3. Train and test a simple kNN classifier
4. Compute the confusion matrix and analyze the results
5. **Optional:** Perform additional experiments with different experiment design. Some suggestions:
    - Different weight for the single validation
    - k-Fold cross-validation
    - Different text processing (punctuation vs. no punctuation, strings lowered vs. not lowered)
    - Dfferent parameters for the k-NN classifier (k, distance)
    - Different algorithms for the classifier (e.g.

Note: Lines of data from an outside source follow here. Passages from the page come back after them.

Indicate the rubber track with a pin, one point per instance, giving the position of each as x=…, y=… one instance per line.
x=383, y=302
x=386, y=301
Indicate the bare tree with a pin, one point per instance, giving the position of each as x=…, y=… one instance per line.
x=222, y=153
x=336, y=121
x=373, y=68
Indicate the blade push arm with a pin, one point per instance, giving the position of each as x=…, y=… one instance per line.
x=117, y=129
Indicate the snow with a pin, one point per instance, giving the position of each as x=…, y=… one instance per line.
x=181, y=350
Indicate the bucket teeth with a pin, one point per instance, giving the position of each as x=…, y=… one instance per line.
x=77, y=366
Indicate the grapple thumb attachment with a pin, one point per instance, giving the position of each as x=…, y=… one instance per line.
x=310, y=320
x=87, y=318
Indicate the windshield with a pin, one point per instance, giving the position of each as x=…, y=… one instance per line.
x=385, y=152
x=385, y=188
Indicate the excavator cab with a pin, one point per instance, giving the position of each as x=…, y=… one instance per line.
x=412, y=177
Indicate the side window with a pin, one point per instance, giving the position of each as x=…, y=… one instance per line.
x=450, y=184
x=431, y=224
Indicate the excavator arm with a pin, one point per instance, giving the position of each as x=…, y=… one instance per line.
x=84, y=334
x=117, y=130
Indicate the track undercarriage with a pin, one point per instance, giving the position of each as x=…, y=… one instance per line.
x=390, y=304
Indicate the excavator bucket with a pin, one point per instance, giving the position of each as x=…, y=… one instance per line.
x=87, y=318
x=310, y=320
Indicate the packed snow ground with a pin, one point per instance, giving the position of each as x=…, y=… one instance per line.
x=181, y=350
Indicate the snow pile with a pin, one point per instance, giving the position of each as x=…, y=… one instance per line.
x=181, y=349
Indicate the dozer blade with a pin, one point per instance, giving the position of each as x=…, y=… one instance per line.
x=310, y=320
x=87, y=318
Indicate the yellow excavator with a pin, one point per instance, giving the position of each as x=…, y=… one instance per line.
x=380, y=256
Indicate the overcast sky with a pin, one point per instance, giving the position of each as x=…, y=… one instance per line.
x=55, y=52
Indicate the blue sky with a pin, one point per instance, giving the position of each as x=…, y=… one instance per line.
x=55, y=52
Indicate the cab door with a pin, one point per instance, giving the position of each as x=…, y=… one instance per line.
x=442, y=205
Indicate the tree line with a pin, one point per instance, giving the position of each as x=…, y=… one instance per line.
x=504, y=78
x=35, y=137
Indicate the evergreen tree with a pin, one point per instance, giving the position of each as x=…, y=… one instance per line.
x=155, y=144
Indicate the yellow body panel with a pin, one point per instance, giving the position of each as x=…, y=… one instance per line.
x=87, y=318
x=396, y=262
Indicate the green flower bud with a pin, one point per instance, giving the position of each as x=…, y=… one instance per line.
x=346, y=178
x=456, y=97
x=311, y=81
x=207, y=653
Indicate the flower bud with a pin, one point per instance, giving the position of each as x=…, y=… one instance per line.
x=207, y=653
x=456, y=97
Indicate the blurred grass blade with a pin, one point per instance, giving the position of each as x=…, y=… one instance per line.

SVM)
    
**Optional:** Extend the solution to the use of lemmas and other preprocess issues (after tomorrow's class).

In [1]:
from sklearn.feature_extraction.text import CountVectorizer
from sklearn.neighbors import KNeighborsClassifier
from random import shuffle
from nltk.metrics.scores import accuracy
from nltk.metrics import ConfusionMatrix
import string
import nltk

from nltk.metrics.distance import jaccard_distance

In [4]:
with open('smsspamcollection/SMSSpamCollection','r') as f:
    raw_text = f.read()

In [5]:
#We will remove the punctuation
table_punct = str.maketrans({key: None for key in string.punctuation})
#table_digits = str.maketrans({key: None for key in string.digits})

#Separating each line
raw_lines = raw_text.split(sep='\n')
#Removing the last line
raw_lines.remove('')
#Removing punctuation
for i in range(len(raw_lines)):
    raw_lines[i] = raw_lines[i].translate(table_punct)
    
#Separating the features:
registers = [i.lower().split(sep='\t') for i in raw_lines]

#Now we will shuffle our strings:
shuffle(registers)

length = int(len(registers)/2)
#Half of the set will be for training
train = registers[:length]
#And the other half for testing
test = registers[length:]